The rapid increase in U.S. oil production has had a number of impacts. One of these is that shipping of crude oil by rail has increased more than 400% since 2005, due to pipeline limitations and the sheer pace of development. On Monday, a train carrying 109 oil cars derailed in West Virginia and 20 of the oil cars exploded. Other recent, high profile accidents have rekindled the discussion about the safety of transporting oil-by-rail that began after a derailment in Quebec in July, 2013 killed 47 people.
In July 2014, the Department of Transportation issued a new rule proposal for these crude oil trains in an attempt to address safety concerns. This proposal calls for an upgrade to tank cars, from the older models to newer, safer ones. However, Monday’s crash involved the newer cars, causing some to question the effectiveness of the proposal, although the draft rule would require thicker versions of the new cars than those involved in the accident. The proposed rule also calls for enhanced braking capabilities, speed limits and a controversial timeline for phasing out old cars.

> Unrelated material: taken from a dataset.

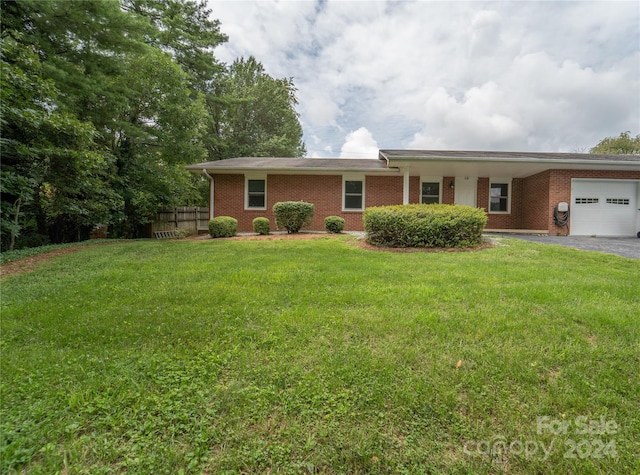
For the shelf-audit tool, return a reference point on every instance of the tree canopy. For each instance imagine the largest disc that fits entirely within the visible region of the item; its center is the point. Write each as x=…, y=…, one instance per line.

The debate over oil by rail safety will likely continue beyond the final rule’s release (expected in May 2015). Yet some have suggested that safety rules will not address the underlying policy issues that have limited other options for transporting the oil: The Keystone XL Pipeline, the crude oil export ban and the pipeline permitting process, among others.
Is the Department of Transportation’s proposed rail safety rule adequate? What policy approach is the most effective way of dealing with transporting crude oil by rail?